He generally expressed himself much as his comrades did, but now his clean English intonation was a little more noticeable than usual. One of the others nodded sympathetically, as he answered:

“Well, I guess I’ve seen the trouble trailing you for quite a while. Got to let up or play out. It’s one I’ve been up against myself.” He made a vague gesture. “A little rough on you.”

Then he and one of his comrades took up a big crosscut saw, while the other swung a gleaming axe. Nasmyth walked back wearily through the silent Bush towards the camp. His back ached, his head ached, and he felt a trifle dazed. The strength seemed to have gone out of him, and he fancied that he was not very far from a physical collapse. He was glad when he reached the shanty, where, after he had shaken the snow from his dilapidated boots, he sat down by the glowing stove, and smiled wryly as he looked about him. The shed was rudely built of logs, and a row of bunks packed with swamp-grass and spruce-twigs, from some of which there hung portions of greasy blankets, ran down one side of it. It smelt horribly of acrid tobacco and cookery, but at least, it was warm, which counted for much, and, during the last few months, Nasmyth had grown to look on it as home. He knew, also, that it would cost him something to leave it now, especially as he had nowhere else to go.

Lying back listlessly in a lounge an ingenious chopper 4 had made out of a few branches and a couple of sacks, Nasmyth vaguely recalled the comfort of his London chambers and the great pillared smoking-room of a certain exclusive club, for he was a man acquainted with the smoother side of life. He had various gifts which were apparently of no account in British Columbia, and he had enjoyed an education that had, it seemed, unfitted him for anything strictly utilitarian. There are a great many men of his description chopping trees and driving cattle in Western Canada. Indeed, his story was one which, with slight variations, may be heard frequently in that country. Financial disaster had overtaken his family. Friends in high places had regarded him coldly, and he had been too proud to ask for favours, or to profit by those that were grudgingly offered him. That was why he had gone out to Canada and spent several years there earning his board, and, now and then, a few dollars as well, by bodily labour, until he went up into the Bush with the loggers.

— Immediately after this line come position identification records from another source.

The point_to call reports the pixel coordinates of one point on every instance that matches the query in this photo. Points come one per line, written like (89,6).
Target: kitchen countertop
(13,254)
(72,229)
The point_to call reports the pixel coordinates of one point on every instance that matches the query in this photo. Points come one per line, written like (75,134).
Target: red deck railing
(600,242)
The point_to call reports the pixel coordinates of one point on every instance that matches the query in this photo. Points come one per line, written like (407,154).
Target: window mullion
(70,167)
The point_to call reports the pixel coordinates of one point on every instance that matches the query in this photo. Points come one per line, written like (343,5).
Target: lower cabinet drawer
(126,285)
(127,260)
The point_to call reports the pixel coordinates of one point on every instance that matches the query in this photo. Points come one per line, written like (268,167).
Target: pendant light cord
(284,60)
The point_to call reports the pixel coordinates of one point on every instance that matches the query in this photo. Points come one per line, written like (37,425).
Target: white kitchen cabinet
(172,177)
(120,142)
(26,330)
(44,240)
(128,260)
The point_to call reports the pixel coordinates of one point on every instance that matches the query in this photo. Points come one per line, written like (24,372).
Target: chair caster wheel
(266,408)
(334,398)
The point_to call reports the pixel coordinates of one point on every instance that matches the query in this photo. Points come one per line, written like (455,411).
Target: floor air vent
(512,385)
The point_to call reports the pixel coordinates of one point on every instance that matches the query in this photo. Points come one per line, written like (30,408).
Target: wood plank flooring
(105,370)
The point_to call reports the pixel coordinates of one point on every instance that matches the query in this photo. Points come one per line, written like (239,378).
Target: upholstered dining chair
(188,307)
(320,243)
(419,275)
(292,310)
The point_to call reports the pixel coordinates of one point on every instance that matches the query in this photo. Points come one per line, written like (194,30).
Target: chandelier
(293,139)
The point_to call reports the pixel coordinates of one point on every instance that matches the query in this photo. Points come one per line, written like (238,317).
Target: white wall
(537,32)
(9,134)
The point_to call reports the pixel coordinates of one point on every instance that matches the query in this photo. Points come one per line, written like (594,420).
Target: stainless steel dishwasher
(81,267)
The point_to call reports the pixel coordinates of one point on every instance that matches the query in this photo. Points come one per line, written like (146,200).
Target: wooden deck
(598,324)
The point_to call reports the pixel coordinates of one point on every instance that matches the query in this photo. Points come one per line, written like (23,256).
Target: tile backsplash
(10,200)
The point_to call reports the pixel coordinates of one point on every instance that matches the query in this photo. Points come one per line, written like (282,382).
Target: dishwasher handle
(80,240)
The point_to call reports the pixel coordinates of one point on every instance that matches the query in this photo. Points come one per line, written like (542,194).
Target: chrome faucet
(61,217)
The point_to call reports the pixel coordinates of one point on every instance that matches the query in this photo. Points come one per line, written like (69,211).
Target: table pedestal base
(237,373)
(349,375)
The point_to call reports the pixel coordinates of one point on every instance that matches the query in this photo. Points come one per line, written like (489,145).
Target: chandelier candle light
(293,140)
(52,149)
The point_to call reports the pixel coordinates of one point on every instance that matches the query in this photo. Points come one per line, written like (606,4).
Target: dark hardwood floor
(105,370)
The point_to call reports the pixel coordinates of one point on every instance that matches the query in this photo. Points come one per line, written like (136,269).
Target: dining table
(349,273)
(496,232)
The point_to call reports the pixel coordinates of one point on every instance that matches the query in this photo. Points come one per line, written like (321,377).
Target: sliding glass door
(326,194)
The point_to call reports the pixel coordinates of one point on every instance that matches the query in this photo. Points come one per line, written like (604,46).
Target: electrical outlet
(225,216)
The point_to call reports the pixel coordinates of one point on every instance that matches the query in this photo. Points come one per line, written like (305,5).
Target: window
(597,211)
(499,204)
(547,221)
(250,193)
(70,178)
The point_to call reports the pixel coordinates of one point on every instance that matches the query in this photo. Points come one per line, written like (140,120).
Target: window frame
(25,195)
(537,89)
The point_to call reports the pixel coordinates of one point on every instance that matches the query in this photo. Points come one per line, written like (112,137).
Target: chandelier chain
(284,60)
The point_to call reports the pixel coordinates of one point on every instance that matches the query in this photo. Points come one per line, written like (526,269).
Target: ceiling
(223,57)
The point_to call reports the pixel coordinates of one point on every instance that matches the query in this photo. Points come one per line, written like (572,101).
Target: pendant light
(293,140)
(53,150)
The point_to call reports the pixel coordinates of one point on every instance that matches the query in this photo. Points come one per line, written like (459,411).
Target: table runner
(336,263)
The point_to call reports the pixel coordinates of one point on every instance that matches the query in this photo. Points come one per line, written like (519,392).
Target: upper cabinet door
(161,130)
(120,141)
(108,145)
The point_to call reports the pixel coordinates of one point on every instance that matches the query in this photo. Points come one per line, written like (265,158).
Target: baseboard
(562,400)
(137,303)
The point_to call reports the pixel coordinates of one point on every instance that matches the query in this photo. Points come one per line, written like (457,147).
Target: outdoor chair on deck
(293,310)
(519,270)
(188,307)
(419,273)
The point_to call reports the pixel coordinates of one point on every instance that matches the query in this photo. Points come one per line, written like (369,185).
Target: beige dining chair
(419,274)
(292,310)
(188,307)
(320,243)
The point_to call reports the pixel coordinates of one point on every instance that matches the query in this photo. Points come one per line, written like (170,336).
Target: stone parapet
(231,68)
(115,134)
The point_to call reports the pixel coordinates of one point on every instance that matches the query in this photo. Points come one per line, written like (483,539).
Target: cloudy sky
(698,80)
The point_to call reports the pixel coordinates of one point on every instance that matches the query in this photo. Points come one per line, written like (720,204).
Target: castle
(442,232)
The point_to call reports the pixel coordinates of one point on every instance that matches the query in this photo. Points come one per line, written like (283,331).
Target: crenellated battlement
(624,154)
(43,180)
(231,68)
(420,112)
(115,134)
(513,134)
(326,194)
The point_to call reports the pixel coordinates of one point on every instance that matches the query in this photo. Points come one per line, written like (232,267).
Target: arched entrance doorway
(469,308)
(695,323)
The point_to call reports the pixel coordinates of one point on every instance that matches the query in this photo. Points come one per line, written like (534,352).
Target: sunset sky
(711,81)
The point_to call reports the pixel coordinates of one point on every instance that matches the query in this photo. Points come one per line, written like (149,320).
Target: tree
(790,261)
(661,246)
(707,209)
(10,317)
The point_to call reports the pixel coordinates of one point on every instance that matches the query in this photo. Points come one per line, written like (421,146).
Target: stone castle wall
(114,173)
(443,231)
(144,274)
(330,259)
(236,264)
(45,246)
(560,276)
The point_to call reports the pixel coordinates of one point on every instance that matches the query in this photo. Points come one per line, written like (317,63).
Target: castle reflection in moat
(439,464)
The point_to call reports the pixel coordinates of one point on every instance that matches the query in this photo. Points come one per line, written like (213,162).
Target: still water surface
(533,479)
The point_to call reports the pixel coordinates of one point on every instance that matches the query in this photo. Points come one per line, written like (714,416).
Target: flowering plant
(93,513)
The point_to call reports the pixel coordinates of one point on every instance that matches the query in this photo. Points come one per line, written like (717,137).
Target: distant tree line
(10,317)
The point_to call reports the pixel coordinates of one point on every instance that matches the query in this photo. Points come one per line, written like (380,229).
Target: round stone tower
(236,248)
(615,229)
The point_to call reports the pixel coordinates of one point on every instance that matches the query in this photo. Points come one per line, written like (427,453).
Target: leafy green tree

For a time he had somehow contrived to hold his own with the other workers, though logging in heavy timber is one of the tasks one could almost fancy that man was never meant for, and the logger, whose overtaxed muscle fails him for a moment, is very likely to have the life crushed out of him by some ponderous, slipping trunk. Perhaps, his lack of endurance was due to the excessive strain, or the ill-cooked food, but during the last few weeks he had been conscious that a slackness was creeping over him. Once or twice the handspike or peevie had been torn from his grasp, and the lives of his comrades had been placed in peril. He had found it more and more difficult to drag himself out to his work each morning, but he had held on until that afternoon when his strength had suddenly failed him.

Nasmyth was half-asleep when the cook and the leader of the gang came in. The latter, who was a big, gaunt 5 man with grizzled hair, stopped close by the stove and looked at him.

“Well,” said the gang leader, “what do you figure you’re doing here?”

Nasmyth explained with some difficulty, for in the Bush, men acquire a certain pride in their physical manhood, and it is never a pleasant thing to own oneself defeated. The logger, however, nodded comprehendingly. He was a reticent, grim-faced person from Ontario, where they breed hard men, though some have, also, kindly hearts in them.

“That’s quite right. I’ve noticed it myself,” he commented. “In fact, I’ve been figuring on asking you to get out the last week or two.”

Nasmyth smiled. Like other men of his description in that country, he had become accustomed to hearing such remarks addressed to him.